Com a implantação das casas de acolhimento de caráter regional, as quais devem possuir capacidade inicial de acolher pelo menos 30 idosos oriundos de um conjunto de municípios do entorno, o objetivo é garantir a proteção integral dessas pessoas nos termos da Lei nº 10.741/2003 (Estatuto da Pessoa Idosa) e do artigo 30 da Constituição Federal de 1988.
“Por meio desse acordo, o Ministério Público tem, entre suas atribuições, o papel de ser um articulador interinstitucional, estreitar os laços entre as instituições e reforçar a luta de proteção para pessoas idosas, visando à implantação das casas de acolhimento regionais”, assinalou o procurador-geral de Justiça em exercício, Walber Valente de Lima, que participou da solenidade representando o MPAL.
O promotor de Justiça José Antônio Malta Marques, diretor do Centro de Apoio Operacional às Promotorias de Justiça (CAOP), também participou da solenidade e afirmou que “pessoas idosas são como um livro: em cada capítulo trazem histórias bonitas, belas e verdadeiras”.
“O MPAL hoje trata de uma política pública de proteção aos idosos, juntamente com o Governo, de forma regionalizada, para criarmos em cada região uma casa de acolhimento. Cada uma delas, deve ser considerada uma casa de amor, que todos que trabalhem vão cheios de amor e dedicação. Para que a política se efetive, vamos buscar parcerias com todos os municípios. Tenham certeza de que esse termo de colaboração vai avançar de forma forte, vai bater na porta de cada município, para se fazer com que essa política possa ser tratada em todos os cantos do estado”, enfatizou José Antônio Malta Marques.

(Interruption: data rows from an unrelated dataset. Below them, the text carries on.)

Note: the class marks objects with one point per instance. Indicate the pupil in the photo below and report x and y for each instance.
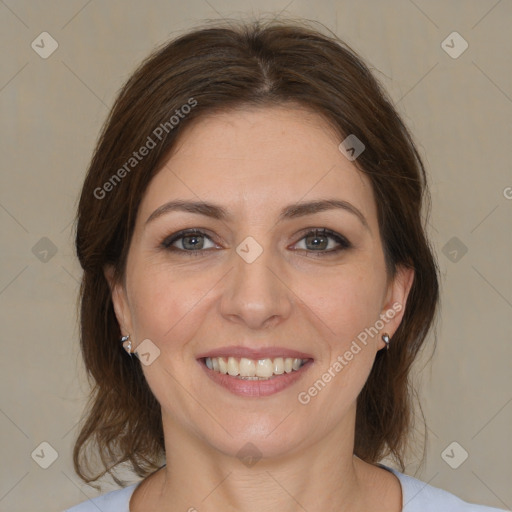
(191, 245)
(317, 240)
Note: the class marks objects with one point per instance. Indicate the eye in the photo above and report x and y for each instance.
(324, 242)
(190, 241)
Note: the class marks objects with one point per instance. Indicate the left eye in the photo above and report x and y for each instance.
(321, 241)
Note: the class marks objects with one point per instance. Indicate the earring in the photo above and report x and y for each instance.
(127, 344)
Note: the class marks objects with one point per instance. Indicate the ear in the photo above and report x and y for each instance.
(396, 299)
(119, 301)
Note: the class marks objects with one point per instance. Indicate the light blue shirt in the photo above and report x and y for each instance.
(417, 496)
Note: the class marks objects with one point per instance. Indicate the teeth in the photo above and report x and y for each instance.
(253, 369)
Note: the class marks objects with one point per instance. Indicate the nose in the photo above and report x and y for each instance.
(256, 294)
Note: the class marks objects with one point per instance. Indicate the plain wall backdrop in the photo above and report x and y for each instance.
(457, 101)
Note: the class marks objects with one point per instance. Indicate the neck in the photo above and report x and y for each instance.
(321, 475)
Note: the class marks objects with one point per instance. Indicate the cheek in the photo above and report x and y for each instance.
(165, 304)
(347, 301)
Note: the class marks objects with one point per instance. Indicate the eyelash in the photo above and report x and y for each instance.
(341, 240)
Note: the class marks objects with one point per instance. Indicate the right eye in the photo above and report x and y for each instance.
(192, 241)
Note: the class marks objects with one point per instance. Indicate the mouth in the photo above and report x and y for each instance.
(255, 377)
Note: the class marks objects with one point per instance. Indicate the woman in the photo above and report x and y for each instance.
(250, 228)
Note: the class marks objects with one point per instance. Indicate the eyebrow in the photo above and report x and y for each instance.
(291, 211)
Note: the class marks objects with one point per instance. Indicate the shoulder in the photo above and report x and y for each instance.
(419, 496)
(114, 501)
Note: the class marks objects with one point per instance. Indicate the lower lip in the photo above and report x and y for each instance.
(257, 388)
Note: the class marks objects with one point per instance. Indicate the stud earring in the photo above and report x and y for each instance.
(127, 344)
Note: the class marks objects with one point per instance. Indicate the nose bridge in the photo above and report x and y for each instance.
(253, 291)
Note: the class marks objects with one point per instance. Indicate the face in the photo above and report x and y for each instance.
(267, 275)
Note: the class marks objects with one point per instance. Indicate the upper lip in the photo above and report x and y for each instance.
(254, 353)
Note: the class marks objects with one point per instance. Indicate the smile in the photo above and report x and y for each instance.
(254, 377)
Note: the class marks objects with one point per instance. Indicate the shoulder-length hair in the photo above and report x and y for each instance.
(232, 65)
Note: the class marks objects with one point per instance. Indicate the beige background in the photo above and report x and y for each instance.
(459, 111)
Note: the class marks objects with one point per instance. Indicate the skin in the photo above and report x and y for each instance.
(254, 162)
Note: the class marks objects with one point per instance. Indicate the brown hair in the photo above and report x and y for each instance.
(233, 65)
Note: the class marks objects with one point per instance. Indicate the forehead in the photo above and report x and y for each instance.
(254, 161)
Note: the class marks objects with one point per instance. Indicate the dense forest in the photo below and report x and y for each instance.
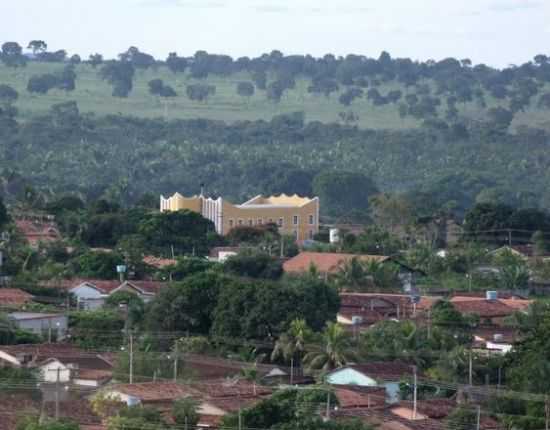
(451, 132)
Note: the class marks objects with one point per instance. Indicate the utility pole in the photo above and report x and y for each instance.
(546, 413)
(176, 362)
(429, 323)
(57, 394)
(470, 369)
(291, 370)
(131, 379)
(328, 405)
(415, 391)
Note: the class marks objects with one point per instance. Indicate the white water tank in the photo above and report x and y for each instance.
(356, 320)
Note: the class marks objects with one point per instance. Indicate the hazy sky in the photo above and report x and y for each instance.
(495, 32)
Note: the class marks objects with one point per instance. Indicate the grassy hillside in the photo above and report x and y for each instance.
(94, 95)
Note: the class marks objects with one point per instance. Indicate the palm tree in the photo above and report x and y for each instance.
(335, 351)
(6, 330)
(251, 374)
(352, 275)
(291, 345)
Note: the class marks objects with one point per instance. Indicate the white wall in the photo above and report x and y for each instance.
(49, 372)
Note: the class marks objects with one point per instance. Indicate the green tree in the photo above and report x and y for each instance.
(353, 275)
(541, 244)
(35, 423)
(12, 55)
(188, 305)
(245, 89)
(342, 192)
(96, 265)
(7, 94)
(254, 265)
(462, 417)
(335, 350)
(137, 417)
(96, 329)
(185, 231)
(37, 46)
(291, 344)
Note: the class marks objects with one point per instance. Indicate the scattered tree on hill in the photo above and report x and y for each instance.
(260, 79)
(500, 117)
(176, 64)
(37, 46)
(200, 92)
(158, 88)
(137, 58)
(12, 55)
(7, 94)
(95, 60)
(245, 89)
(120, 75)
(351, 94)
(65, 80)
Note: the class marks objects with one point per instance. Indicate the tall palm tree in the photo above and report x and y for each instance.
(335, 349)
(352, 275)
(291, 345)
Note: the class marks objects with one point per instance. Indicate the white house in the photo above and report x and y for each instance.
(375, 374)
(91, 294)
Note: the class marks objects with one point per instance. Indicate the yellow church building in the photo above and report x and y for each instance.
(294, 215)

Na mesma oportunidade, o vice-governador Ronaldo Lessa destacou que o papel do Estado é servir à população. “O dinheiro do imposto deve vir para a gente corrigir as distorções, inclusive com a valorização dessas políticas públicas”, acrescentou. A secretária de Estado da Cidadania e da Pessoa com Deficiência, Tereza Nelma, salientou que Instituições de Longa Permanência para Pessoas Idosas não são depósitos, são lares que precisam de suporte.
“O Estado contribui, mas os municípios precisam também chegar juntos, o que vai ocorrer por meio desses termos de colaboração. O primeiro município é Maribondo, que vai ser a sede da primeira instituição dessa modalidade regionalizada, e vai atender mais de 10 municípios da região do Vale do Paraíba”, adicionou.
Ainda segundo ela, os documentos assinados hoje destinam R$ 300 mil de recursos do Governo do Estado para apoiar 13 Instituições de Longa Permanência para Pessoas Idosas.
Segundo dados do IBGE, Alagoas conta com uma população de 409.225 pessoas idosas, sendo elas 229.039 mulheres e 180.186 homens. Do total, mais de 180 mil pessoas idosas estão inscritas no Cadastro Único em Alagoas, necessitando, assim, de ações que garantam saúde, assistência, segurança, respeito e dignidade.